Parser Architecture & Implementation Details

This document provides comprehensive technical documentation on CodeConCat's parser system, including architecture decisions, implementation details, and the complete refactoring history.

Parser Architecture
Parser Refactoring History
Language-Specific Parsers
Validation & Benchmarks
Performance Optimization

Parser Architecture

CodeConCat uses a sophisticated multi-tier parser system designed for maximum reliability and feature coverage.

Three-Tier Parser System

┌─────────────────────────────────────────┐
│         Tree-sitter Parser              │
│  (Primary - High Accuracy)              │
│  - Full syntax tree parsing             │
│  - Language-specific features           │
│  - Precise source locations             │
└─────────────────┬───────────────────────┘
                  │ On error or missing features
                  ↓
┌─────────────────────────────────────────┐
│      Enhanced Regex Parser              │
│  (Fallback - High Compatibility)        │
│  - Pattern-based with state tracking    │
│  - Edge case handling                   │
│  - Malformed code support               │
└─────────────────┬───────────────────────┘
                  │ Both results available
                  ↓
┌─────────────────────────────────────────┐
│      Intelligent Result Merger          │
│  (v0.8.4+ - Maximum Coverage)           │
│  - Confidence-based scoring             │
│  - Duplicate elimination                │
│  - Feature union/intersection           │
└─────────────────────────────────────────┘

Result Merging System (v0.8.4+)

Key Innovation: Instead of choosing a single "winner" parser, CodeConCat merges results from multiple parsers for maximum code coverage.

Merge Strategies:

Confidence (default)
- Weight results by parser quality and completeness
- Higher confidence parsers contribute more
- Best for general use
Union
- Combine all detected features from all parsers
- Maximum feature coverage
- Best when comprehensiveness is critical
Fast_Fail
- First high-confidence parser wins
- Legacy behavior for performance
- Best for very large codebases
Best_of_Breed
- Pick best parser per feature type
- Selective merging
- Best for mixed code quality

Configuration:

enable_result_merging: true  # Default: true
merge_strategy: confidence   # Default: confidence

Modern Syntax Support

Built-in patterns for cutting-edge language features:

Language	Modern Features (v0.8.4+)
TypeScript 5.0+	`satisfies` operator, const assertions, type predicates
Python 3.11+	Pattern matching (`match`), walrus operator (`:=`), PEP 695 type parameters
Go 1.18+	Generics, type constraints, type parameter lists
Rust 2021+	Async functions, const generics, Generic Associated Types (GATs), `impl Trait`
PHP 8.0+	Named arguments, match expressions, enums, readonly properties

Parser Refactoring History

Phase 1: Shared Documentation Utilities (v0.9.4-dev)

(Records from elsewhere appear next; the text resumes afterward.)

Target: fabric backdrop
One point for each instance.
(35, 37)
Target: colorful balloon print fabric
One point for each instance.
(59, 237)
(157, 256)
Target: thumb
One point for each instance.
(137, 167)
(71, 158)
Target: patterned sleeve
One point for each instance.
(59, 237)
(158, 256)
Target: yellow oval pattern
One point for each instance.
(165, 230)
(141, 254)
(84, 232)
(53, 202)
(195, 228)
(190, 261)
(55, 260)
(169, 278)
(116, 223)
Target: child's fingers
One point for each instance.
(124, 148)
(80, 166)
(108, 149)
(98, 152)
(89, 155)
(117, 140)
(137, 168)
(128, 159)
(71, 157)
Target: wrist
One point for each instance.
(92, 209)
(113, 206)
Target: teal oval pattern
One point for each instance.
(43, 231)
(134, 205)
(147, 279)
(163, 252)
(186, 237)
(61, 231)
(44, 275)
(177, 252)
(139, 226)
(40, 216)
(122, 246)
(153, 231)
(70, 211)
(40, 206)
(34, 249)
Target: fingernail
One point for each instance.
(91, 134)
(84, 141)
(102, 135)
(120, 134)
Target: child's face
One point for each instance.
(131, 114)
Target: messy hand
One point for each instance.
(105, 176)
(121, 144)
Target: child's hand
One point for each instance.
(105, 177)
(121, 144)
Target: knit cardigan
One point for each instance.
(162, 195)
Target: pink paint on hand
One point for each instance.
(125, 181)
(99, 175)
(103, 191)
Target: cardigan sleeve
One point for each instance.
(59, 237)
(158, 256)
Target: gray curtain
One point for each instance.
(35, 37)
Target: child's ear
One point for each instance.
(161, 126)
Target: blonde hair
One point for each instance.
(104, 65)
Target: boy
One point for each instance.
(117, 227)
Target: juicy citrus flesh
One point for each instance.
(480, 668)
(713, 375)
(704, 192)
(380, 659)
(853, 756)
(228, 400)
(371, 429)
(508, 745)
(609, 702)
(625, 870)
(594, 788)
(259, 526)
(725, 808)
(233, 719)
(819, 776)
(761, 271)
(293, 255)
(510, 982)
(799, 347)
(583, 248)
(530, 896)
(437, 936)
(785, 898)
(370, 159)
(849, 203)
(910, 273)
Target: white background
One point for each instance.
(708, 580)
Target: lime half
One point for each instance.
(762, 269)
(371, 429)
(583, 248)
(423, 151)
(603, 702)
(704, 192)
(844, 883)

Objective: Eliminate 300+ lines of duplicated docstring/comment processing code.

Implementation:

Created centralized doc_comment_utils.py module
5 core functions for comment cleaning:
- clean_block_comment() - Remove delimiters from block comments (/** /, / */)
- clean_line_comments() - Process consecutive line comments (///, #, //)
- clean_javadoc_tags() - Parse Javadoc-style tags (@param, @return, etc.)
- clean_xml_doc_comment() - Parse XML documentation (C# /// tags)
- extract_doc_comment() - Unified extraction wrapper

Results:

✅ Eliminated ~300 lines of duplicated code
✅ 43/43 tests passing across 6 test classes
✅ Security: XXE attack prevention using defusedxml for C# XML docs

Parsers Refactored:

Java, C++, Rust, PHP, Julia, R, C#, Python, JS/TS

Phase 2: Documentation Comment Standardization

Objective: Standardize docstring/comment handling across all parsers.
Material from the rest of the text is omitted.